Friday, January 22, 2021 6:34:40 AM

Post# of 233066
My analysis of both Cytodyn points reaches the opposite conclusion

(1) Probability that the trial will be successful (statistical power)

Refuting claims of low power, a colleague handles stats just fine - he back-calculated (if I recall) initial 80% power against low-30%s death reduction to 90% against high 30s.



I found back his analysis, the numbers seem close to my own calculations and were certainly not the ones you wrote: 80% power was for high-30%s mortality (above 35%). Around 35% it dropped down very quickly, making the trial a very probable failure below 35%.

(2) LA hospital death rates

First LA is only one participant in the trial. There are 17 other participating centers. They do not face the same issues and also contribute a significant number of patients to Cytodyn's trial.

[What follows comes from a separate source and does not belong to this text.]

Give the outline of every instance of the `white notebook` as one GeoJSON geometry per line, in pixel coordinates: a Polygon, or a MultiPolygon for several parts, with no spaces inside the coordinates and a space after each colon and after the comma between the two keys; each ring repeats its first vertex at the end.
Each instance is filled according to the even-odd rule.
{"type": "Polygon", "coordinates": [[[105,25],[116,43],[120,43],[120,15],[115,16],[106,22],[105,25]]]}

Second, a closer analysis of the statistics from the article you posted indicates that most November/December/January statistics are distorted by the patients volumes: most of the volumes occurred starting in December, not before. So that's really what happened starting in December that counts, the precise moment where hospitals became saturated. Zooming there, the LA hospitals and ICU bed capacity started saturating only around December 15th. When Cytodyn's trial enrollment had been already completed...so no issues for most enrolled Cytodyn patients, they had proper beds and standard of care. We can even go back in time to be safe. It is possible because during December 10th 's conference call, Nader Pourhassan (CEO) disclosed the enrollment rate in the very last weeks: 5 patients a day. That means in December Cytodyn recruited at most 75 patients. Let's be generous and consider half of these came only from LA and not from any of the 17 other study recruiting centers. Let's be pessimistic and assume they did not have the best bed or standard of care or had higher criticity. Let's assume their mortality was doubled on average compared to "standard" trial patients. Even under these extraordinary assumptions, the trial average SOC mortality would be stuck below 28%, making the trial a failure. You could extend further these pessimistic assumptions (more patient, higher mortality) and still be far from the threshold required.

Last, your source also proves that a previous poster's calculation that Los Angeles had >30% mortality over this timeframe in its hospitals was wrong. Your source indicate this is at most 23% at the peak. There are other ways to prove that it is wrong, for example by comparing ratios computed by the other poster to what they were in August: his calculation method also gives a 30-32% mortality for August, no difference to what he computed in December. For a period where we know it was certainly not that. This shows his data source numbers could not be reliably divided one by the other, different scopes, different methodologies.

My conclusion is that the new COVID wave helped Cytodyn enroll patients (otherwise recruitment would still be ongoing) but, fortunately, these patients benefited from a "standard" standard of care. Consequently, combined death statistics disclosed by Cytodyn make this trial a very probable failure.